The S&P Retail Index slid back from its historic high Friday, falling 0.5 percent, or 3.05 points, to 560.29. The index, which goes back to 2002, peaked at 563.80 Friday.

The Dow Jones Industrial Average slipped 17.10 points to 12,845.13. Among the decliners were The Jones Group Inc., down 2.8 percent to $9.55; The Talbots, Inc., 1.5 percent to $3.25, and Chico’s FAS Inc., 1.5 percent to $11.51.

Abercrombie & Fitch Co. swam against the tide, gaining 9.5 percent to $44.35. The company took a beating last week when it said lower-than-expected sales and higher markdowns would cut into its gross margins.

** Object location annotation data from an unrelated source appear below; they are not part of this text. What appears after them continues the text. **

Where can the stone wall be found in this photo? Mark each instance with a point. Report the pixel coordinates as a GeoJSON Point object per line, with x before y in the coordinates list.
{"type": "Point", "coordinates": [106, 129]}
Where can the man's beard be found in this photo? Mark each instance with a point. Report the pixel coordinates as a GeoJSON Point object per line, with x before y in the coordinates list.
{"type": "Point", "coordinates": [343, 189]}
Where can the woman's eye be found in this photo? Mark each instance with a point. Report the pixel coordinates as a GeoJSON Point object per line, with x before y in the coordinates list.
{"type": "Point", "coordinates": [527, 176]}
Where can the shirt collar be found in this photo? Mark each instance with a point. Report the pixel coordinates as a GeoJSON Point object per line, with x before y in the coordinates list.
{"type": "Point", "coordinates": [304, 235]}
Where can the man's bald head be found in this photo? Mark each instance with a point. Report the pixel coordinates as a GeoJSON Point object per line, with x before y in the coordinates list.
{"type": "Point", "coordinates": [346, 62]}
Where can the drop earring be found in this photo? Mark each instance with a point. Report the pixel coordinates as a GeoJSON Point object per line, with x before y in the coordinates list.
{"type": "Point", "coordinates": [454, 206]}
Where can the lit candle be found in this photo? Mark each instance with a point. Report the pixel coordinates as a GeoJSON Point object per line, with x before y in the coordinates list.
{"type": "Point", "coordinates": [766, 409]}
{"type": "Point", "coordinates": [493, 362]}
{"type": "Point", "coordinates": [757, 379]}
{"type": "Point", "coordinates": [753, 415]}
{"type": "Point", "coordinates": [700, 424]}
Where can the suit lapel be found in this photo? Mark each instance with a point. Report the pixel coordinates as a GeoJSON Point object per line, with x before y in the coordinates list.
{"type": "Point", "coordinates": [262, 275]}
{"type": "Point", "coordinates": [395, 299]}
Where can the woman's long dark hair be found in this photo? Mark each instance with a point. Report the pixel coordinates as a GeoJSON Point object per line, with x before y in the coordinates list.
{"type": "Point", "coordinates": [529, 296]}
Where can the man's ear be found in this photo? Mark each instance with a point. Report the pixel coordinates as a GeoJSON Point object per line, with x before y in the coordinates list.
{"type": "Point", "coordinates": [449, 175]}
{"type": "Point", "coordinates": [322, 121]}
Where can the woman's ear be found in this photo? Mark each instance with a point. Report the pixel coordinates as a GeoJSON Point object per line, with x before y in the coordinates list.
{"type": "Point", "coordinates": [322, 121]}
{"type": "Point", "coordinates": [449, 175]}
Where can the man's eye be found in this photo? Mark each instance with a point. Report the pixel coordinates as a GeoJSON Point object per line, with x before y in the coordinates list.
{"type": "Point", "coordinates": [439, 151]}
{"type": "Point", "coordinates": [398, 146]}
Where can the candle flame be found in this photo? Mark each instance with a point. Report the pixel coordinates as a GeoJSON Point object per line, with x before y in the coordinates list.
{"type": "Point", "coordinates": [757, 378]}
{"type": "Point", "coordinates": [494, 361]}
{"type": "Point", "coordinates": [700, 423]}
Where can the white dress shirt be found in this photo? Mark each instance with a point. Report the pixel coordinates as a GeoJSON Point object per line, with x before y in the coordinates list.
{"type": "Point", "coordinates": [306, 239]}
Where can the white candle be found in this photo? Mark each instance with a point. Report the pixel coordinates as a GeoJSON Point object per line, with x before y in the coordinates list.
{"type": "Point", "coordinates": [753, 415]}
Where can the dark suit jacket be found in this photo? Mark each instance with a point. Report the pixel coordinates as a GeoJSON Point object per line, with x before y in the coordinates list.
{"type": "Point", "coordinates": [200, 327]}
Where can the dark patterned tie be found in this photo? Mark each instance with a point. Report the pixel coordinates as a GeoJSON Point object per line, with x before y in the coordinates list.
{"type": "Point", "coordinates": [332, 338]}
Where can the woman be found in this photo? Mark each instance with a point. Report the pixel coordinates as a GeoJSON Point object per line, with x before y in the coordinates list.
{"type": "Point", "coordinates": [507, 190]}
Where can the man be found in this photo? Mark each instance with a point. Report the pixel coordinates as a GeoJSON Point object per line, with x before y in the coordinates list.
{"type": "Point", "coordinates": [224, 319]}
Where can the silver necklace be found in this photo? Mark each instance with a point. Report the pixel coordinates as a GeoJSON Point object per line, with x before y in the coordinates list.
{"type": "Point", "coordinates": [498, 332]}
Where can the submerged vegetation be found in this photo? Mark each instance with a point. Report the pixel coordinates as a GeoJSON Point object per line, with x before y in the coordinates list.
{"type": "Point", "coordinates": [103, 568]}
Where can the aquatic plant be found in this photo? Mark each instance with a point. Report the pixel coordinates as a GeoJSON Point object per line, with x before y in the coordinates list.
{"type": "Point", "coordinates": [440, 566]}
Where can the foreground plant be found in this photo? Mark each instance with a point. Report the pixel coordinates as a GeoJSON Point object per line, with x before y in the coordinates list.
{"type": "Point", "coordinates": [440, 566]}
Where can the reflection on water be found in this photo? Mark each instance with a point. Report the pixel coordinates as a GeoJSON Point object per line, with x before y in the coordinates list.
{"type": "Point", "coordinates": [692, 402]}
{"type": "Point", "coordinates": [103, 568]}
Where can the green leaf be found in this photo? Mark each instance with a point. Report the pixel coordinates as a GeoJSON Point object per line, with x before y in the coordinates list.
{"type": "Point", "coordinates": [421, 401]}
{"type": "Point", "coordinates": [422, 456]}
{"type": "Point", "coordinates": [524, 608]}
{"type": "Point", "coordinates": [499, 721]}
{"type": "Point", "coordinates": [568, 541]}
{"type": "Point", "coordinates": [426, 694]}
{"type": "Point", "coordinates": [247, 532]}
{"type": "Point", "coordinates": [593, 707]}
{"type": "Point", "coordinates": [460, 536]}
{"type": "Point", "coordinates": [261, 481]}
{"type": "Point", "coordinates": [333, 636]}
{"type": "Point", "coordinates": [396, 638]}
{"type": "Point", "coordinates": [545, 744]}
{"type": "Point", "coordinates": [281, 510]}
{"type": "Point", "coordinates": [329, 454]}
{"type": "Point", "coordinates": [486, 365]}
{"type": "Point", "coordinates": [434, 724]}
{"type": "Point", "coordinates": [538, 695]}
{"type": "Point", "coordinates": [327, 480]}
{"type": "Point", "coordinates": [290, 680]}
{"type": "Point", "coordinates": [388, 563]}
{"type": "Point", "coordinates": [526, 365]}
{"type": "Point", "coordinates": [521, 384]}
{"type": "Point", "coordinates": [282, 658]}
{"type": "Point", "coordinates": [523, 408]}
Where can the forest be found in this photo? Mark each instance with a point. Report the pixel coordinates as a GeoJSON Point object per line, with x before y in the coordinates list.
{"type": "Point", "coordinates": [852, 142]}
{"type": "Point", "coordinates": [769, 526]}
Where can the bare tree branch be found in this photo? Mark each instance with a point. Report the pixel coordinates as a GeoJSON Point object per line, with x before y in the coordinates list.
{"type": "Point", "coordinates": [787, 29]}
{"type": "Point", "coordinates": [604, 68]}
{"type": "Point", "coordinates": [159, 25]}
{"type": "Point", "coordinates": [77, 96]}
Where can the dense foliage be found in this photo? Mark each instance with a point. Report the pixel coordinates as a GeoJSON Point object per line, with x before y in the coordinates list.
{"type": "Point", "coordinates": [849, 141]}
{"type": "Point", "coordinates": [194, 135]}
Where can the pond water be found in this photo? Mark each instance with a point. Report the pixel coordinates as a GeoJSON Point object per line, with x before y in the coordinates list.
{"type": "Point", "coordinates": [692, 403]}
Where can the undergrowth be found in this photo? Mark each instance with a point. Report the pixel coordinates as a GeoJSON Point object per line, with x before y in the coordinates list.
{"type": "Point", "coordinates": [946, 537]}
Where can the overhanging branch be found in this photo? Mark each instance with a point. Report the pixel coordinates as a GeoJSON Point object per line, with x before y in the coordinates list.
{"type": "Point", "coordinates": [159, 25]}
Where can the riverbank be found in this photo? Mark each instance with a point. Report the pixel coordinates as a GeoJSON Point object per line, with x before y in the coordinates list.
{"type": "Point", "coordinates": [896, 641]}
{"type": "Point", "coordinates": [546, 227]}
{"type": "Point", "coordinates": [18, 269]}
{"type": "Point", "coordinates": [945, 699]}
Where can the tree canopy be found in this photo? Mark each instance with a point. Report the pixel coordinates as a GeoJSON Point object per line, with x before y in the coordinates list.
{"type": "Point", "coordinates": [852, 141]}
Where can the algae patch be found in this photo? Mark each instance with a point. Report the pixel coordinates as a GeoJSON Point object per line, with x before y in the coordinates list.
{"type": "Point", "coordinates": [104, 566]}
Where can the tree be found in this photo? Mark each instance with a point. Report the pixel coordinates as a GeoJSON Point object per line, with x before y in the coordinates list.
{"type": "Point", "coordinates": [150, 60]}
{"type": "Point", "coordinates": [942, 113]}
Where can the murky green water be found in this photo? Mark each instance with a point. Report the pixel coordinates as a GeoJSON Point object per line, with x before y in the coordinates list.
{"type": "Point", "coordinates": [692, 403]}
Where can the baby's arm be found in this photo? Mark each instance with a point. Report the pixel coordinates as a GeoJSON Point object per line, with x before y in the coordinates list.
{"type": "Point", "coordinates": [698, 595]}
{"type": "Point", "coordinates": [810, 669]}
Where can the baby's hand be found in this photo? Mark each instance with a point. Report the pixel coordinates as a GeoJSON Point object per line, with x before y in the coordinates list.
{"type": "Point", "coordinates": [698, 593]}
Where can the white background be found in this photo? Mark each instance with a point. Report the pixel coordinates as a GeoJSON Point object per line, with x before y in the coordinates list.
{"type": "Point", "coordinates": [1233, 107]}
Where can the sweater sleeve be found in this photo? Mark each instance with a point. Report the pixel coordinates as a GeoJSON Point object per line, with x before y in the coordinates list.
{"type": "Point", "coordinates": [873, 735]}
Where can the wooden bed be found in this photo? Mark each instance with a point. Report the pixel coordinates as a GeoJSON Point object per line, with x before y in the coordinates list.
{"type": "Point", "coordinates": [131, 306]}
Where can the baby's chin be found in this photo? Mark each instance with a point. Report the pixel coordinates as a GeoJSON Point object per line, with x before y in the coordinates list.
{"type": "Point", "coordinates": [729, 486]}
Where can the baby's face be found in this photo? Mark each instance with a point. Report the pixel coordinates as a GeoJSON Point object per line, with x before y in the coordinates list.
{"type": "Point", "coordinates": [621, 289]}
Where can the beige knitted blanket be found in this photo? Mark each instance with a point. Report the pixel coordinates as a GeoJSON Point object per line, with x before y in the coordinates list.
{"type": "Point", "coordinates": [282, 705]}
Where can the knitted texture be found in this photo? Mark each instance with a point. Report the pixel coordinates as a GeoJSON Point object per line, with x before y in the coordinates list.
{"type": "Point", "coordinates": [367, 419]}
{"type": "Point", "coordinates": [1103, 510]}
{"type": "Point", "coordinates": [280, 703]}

In Europe, Paris’ CAC 40 fell 0.7 percent to 3,405.27, followed by the FTSE MIB in Milan, which sank 0.3 percent to 6,764.83. The FTSE 100 in London dipped 0.2 percent to 5,892.20 while the DAX in Frankfurt fared the best, edging down just 0.03 percent to 6,764.83.

The region’s markets closed amid a backdrop of gloomy Euro zone news, including the delay of Greece’s bailout talks, which are crucial to secure the ailing country’s funding; a report that the Euro zone crisis could damage Chinese growth this year, and that bank lending in the U.K. is set to shrink in 2012.

Later in the day, Greece said it would cut 15,000 state jobs as it tries to push through reforms that will make it eligible for another round of bailout funds.

Fashion and retail stocks in the region were mostly down with the day’s biggest losers including French Connection, which plummeted 12.1 percent to 0.51 following a profit warning Friday. Metro fell 2.4 percent to 30.02 euros, while Burberry edged down 1 percent to 14.46 pounds. Inditex also took a hit, tumbling 1.1 percent to 67.45, while Italian eyewear maker Marcolin slid 1.5 percent to 3.84 euros.

Among the few stocks on the upswing were Ferragamo, which climbed 1.7 percent to 13.48 euros; Marks & Spencer Group, which rose 1.4 percent to 3.45 pounds; and Aeffe, which bounced 2.8 percent to 0.70 euros.

The euro traded at $1.31 while the pound traded at $1.58.